The outing of Deep Throat is undoubtedly the biggest news story of the week and rightfully so. Deep Throat played a dramatic role in modern American history and it's amazing that four men, Bernstein, Woodward, Bradlee and Felt, were able to keep his identity a secret for thirty-three years.
So, as the news media are in a frenzy to learn more about Mark Felt and get interviews with Woodward and Bernstein, it occurs to me that the origins of the name "Deep Throat" may have been forgotten.
Deep Throat,the movie was released in theaters in the summer of 1972, about the same time as the breakin at the Watergate office complex. The 61 minute X-rated film starring Linda Lovelace had a production budget of $22,500 and scenes starring Lovelace were shot in just six days in Miami. Regarded as the most successful pornographic film of all time, estimates of total revenue vary from $100 million to $600 million.

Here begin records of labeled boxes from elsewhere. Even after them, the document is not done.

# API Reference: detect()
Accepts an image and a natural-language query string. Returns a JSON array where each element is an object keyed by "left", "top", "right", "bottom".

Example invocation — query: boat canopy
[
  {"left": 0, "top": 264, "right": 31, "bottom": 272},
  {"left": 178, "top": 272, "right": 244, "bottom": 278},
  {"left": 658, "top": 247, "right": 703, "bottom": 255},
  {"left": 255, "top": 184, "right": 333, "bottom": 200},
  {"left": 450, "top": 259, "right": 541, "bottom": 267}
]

Roger Ebert, the popular movie critic, did have some comments about the movie's total gross when he reviewed Inside Deep Throat, a documentary film about the movie. Ebert explains that in the 1970s when Deep Throat was made and released, most of the porn theaters were owned by the mob and they probably "inflated box office receipts as a way of laundering income from drugs and prostitution" so in fact Deep Throat did not really gross $600 million, even though that was the box office tally.The film had attained such status in 1972 pop culture that Post reporter Bob Woodward chose the name for his secret source. Little more than a voice in a dark D.C. parking garage, Deep Throat provided "deep background" for Woodward and Berstein's reports.